Mono-omics approaches, such as single-cell/single-nucleus transcriptomics and single-cell proteomics, have provided high-resolution views of single-cell heterogeneity and functional cell states in the motor system affected by ALS [212]. Specifically, single-cell transcriptional profiling of the primary motor cortex from ALS patients revealed significant transcriptional alterations in Betz cells and long-range projecting L3/L5 cells.
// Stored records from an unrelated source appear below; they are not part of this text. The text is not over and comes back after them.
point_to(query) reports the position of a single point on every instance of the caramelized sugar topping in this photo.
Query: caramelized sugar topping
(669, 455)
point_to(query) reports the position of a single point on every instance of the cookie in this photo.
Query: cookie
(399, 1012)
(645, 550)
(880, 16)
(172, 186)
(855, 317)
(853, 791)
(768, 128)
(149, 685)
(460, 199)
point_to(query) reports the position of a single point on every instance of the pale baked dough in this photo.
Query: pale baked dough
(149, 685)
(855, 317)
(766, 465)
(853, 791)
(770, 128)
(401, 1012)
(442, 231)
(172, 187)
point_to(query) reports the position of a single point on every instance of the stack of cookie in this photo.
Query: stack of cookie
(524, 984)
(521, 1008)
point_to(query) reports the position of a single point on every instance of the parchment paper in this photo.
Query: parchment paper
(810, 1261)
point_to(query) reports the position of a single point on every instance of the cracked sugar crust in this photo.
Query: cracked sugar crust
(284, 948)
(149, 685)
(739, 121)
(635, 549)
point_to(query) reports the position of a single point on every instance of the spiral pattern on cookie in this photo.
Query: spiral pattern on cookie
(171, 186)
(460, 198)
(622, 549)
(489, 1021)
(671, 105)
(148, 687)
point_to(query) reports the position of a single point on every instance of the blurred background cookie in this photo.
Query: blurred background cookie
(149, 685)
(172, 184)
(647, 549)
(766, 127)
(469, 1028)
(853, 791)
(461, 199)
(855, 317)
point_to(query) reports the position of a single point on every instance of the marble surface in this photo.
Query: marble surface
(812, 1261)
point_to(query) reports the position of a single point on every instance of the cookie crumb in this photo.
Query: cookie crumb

Dysregulated pathways in excitatory neurons were found to be associated with stress response, ribosome function, oxidative phosphorylation, synaptic vesicle cycle, endoplasmic reticulum protein processing, and autophagy, which potentially contribute to motor cortical hyperexcitability in ALS [213]. Moreover, post-mortem tissue RNA-seq transcriptomes from the frontal cortex, temporal cortex, and cerebellum of FTLD-TDP patients confirmed the transcriptional profile changes of motor neurons along with alterations in other cell types, including microglia, astrocytes, oligodendrocytes, endothelial cells, and pericytes [214, 215]. Notably, cortical neuronal loss was strongly correlated with increased microglial and endothelial cell gene expression [214]. Similarly, single-cell RNA sequencing of human C9ORF72 ALS/FTD brain organoid slices revealed distinctive transcriptional, proteostasis, and DNA repair disturbances in astroglia and neurons [216]. Another study utilizing SOD1 iPSC (Induced Pluripotent Stem Cell)-derived motor neurons identified a disease-relevant transcriptional network change, highlighting the TGF-β signaling pathway as a key driver for motor neuron degeneration [217]. Additionally, transcriptomic analysis of the spinal cord in SOD1G93A mice revealed dysregulation of lipid metabolic pathways in ALS [218].
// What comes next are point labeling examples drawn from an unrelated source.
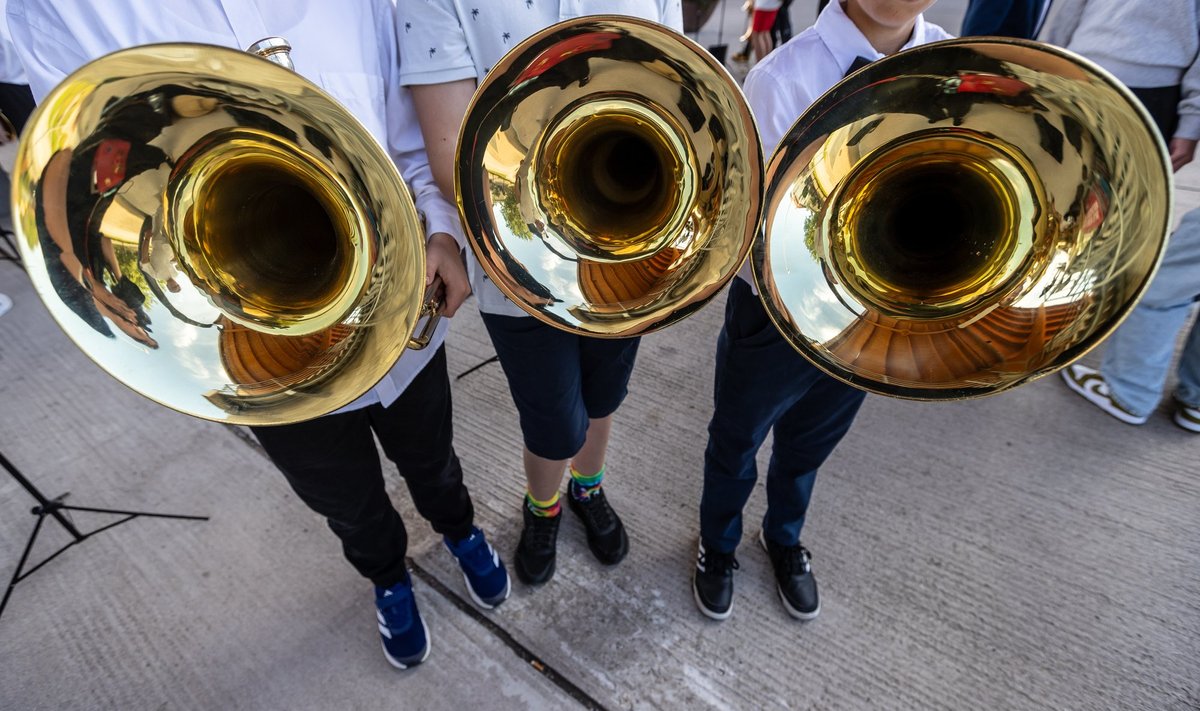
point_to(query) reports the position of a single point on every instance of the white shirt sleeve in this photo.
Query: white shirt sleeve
(433, 47)
(672, 15)
(36, 43)
(775, 107)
While the utilization of single-cell proteomics in ALS remains limited, a recent study described single-cell proteomic profiling of postmortem human spinal motor neurons from ALS patients, uncovering differential protein abundance profiles related to oxidative phosphorylation, mRNA splicing and translation, and retromer-mediated vesicular transport when comparing motor neurons with or without obvious TDP-43 cytoplasmic inclusions [219].

Multi-omics approaches have emerged as powerful tools for comprehensively understanding ALS pathogenesis at different molecular levels, encompassineng gomics, epigenomics, transcriptomics, proteomics, and metabolomics [211]. In a recent study, single nucleus multiome analysis was performed in the prefrontal cortex of C9orf72 ALS/FTD patients, revealing distinct molecular changes in various cell types during disease progression. Notable findings included alterations in myelin protein components in premature oligodendrocytes, glucose/glycogen metabolism in astrocytes, and microglial reactivity. Moreover, layer 2–3 cortical projection neurons with high expression of CUX2/LAMP5 were found to be more vulnerable, offering valuable insights into the mechanisms underlying ALS pathology [220].
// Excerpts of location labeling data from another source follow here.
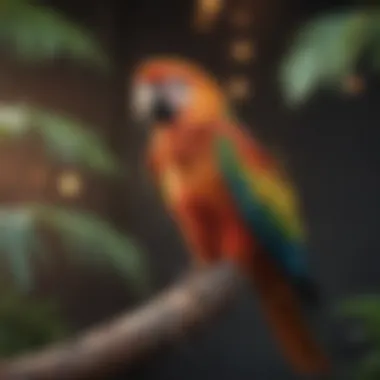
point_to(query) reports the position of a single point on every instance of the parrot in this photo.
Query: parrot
(229, 197)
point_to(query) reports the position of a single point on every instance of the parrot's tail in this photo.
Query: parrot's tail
(283, 312)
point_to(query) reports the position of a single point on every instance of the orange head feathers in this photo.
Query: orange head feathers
(174, 91)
These technological advancements in single-cell omics have significantly advanced our understanding of disease mechanisms, revealing potential therapeutic targets for future ALS treatments. Further exploration and validation of these findings hold promise for improving the prognosis and management of ALS patients.

Conclusion

In conclusion, the mechanisms underlying UMN hyperexcitability in ALS, as well as their downstream consequences are still incompletely understood. Both cell-autonomous and non-autonomous effects are believed to contribute to the UMN hyperexcitability, which holds great promise for novel treatment targets. Changes in the intrinsic properties of motor neurons as well as the function of glial cells play a crucial role in the development of motor neuron hyperexcitability of ALS. Of note, the role of microglia in regulating neuronal activity is increasingly being recognized. Understanding the changes in glial cell function in ALS may lead to a better understanding of the mechanisms underlying the cortical hyperexcitability. Studying glia-neuron interaction in ALS may promote the development of new treatments that target glial cells at early stages to slow the progression of the disease.